Dead Ringers, as with all parody, depends on a level of audience familiarity: its targets are individuals whose voices, mannerisms and opinions are well-known, and the humour is created by exaggerating established perceptions, or playing on well-worn stereotypes. It also relies on familiarity with current ‘big themes’ in news and current affairs – audiences will only understand and appreciate the jokes if they are aware of a particular topic through its coverage in serious news programming.

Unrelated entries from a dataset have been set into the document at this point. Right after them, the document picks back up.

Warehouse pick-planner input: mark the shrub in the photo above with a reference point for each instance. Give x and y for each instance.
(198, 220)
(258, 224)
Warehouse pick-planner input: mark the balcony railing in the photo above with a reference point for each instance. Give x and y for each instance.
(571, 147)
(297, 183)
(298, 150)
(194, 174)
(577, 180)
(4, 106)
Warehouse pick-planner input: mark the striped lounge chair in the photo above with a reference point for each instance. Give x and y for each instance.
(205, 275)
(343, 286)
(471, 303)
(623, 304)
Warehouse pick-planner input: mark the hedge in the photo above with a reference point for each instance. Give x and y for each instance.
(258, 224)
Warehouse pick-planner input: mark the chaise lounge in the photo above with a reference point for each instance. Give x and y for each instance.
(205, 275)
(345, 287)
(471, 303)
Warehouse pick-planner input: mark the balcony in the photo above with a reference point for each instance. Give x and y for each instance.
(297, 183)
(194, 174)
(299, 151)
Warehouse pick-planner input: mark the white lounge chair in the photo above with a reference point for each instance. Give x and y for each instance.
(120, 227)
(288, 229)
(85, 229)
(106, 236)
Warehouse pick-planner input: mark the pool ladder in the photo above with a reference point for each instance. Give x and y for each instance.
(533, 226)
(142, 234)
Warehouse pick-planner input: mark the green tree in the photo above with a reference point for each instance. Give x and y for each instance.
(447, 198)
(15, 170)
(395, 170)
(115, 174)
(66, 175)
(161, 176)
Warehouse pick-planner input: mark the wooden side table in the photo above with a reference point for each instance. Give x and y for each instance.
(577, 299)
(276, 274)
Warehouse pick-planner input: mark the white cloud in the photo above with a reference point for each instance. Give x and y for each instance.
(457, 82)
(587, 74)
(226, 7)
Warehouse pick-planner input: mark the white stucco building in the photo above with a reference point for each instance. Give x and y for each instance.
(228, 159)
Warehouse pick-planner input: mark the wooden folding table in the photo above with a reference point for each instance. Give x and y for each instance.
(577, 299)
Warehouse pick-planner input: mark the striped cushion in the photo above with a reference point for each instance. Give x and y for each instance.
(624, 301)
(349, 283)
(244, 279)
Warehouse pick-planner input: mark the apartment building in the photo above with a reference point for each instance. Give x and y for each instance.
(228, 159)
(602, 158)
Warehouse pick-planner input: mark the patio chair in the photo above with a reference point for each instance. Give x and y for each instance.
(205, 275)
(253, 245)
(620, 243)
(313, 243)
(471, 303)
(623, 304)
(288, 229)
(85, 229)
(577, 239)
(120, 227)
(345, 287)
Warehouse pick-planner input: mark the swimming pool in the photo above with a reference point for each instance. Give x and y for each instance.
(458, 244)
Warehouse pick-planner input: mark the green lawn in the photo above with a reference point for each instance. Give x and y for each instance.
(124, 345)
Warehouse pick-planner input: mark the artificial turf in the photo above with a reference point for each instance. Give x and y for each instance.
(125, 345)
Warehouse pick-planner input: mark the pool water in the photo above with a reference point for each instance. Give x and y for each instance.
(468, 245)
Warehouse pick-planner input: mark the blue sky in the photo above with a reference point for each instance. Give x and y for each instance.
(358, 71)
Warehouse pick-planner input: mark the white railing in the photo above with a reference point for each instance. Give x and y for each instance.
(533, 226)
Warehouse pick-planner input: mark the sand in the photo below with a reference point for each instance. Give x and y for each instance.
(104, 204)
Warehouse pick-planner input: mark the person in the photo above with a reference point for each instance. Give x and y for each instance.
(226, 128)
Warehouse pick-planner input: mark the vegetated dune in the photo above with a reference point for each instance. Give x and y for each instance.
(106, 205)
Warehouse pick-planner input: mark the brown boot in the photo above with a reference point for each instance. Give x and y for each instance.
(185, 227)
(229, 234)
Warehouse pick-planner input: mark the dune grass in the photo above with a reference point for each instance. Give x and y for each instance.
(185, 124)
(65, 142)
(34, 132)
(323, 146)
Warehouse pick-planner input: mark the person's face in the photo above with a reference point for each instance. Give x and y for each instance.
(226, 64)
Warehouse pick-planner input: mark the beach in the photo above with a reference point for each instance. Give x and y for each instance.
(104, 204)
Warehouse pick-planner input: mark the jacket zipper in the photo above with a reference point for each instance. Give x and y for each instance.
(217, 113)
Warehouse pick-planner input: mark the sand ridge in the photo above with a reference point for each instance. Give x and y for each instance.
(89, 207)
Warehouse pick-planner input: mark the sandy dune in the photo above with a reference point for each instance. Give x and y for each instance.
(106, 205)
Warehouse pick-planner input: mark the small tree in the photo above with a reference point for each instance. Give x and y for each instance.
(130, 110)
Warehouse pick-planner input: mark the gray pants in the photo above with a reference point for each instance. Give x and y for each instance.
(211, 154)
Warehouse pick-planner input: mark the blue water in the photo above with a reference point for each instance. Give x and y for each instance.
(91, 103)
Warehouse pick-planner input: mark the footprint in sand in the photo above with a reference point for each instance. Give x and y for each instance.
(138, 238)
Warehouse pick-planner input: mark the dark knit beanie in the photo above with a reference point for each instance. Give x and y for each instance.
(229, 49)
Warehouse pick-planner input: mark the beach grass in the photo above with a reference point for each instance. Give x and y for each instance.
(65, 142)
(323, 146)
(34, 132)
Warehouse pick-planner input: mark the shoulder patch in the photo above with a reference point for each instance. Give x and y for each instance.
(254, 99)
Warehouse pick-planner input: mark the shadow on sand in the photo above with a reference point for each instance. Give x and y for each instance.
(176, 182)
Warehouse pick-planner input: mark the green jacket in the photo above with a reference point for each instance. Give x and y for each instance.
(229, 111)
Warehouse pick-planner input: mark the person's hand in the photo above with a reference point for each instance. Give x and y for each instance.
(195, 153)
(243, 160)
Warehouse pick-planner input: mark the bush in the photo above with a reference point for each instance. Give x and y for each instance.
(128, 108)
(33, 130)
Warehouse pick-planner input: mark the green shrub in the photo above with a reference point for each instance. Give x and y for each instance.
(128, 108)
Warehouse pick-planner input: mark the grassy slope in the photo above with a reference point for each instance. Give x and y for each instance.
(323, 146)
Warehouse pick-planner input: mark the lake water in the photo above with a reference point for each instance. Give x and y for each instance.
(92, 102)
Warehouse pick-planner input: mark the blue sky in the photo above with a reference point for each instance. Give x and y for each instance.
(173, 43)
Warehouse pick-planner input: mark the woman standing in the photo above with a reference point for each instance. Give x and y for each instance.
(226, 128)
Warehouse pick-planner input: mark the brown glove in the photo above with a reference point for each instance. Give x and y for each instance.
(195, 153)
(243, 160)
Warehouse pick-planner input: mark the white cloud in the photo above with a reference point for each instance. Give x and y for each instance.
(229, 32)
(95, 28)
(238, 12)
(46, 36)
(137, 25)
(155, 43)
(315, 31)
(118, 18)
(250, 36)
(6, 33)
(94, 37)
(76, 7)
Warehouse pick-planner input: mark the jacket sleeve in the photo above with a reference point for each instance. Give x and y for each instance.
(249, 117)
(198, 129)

Studies into the persuasive impact of satire discount the idea of immediate attitude change following exposure to a humorous message, with audiences being likely to dismiss its contents as ‘just a joke’.[3] However, research also provides evidence of a potential ‘sleeper effect’: memorable messages may encourage audiences to think about issues more over time, which can increase the persuasive effect and influence on attitudes.[4]

On Dead Ringers, the jokes tended to fall into a number of distinct categories:

 

‘Little Englander’ stereotypes

The sketches lampooning David Davis and Nigel Farage were predicated on links between anti-EU sentiment and xenophobia, an association repeated regularly on BBC news and entertainment programmes over the last two decades.[5]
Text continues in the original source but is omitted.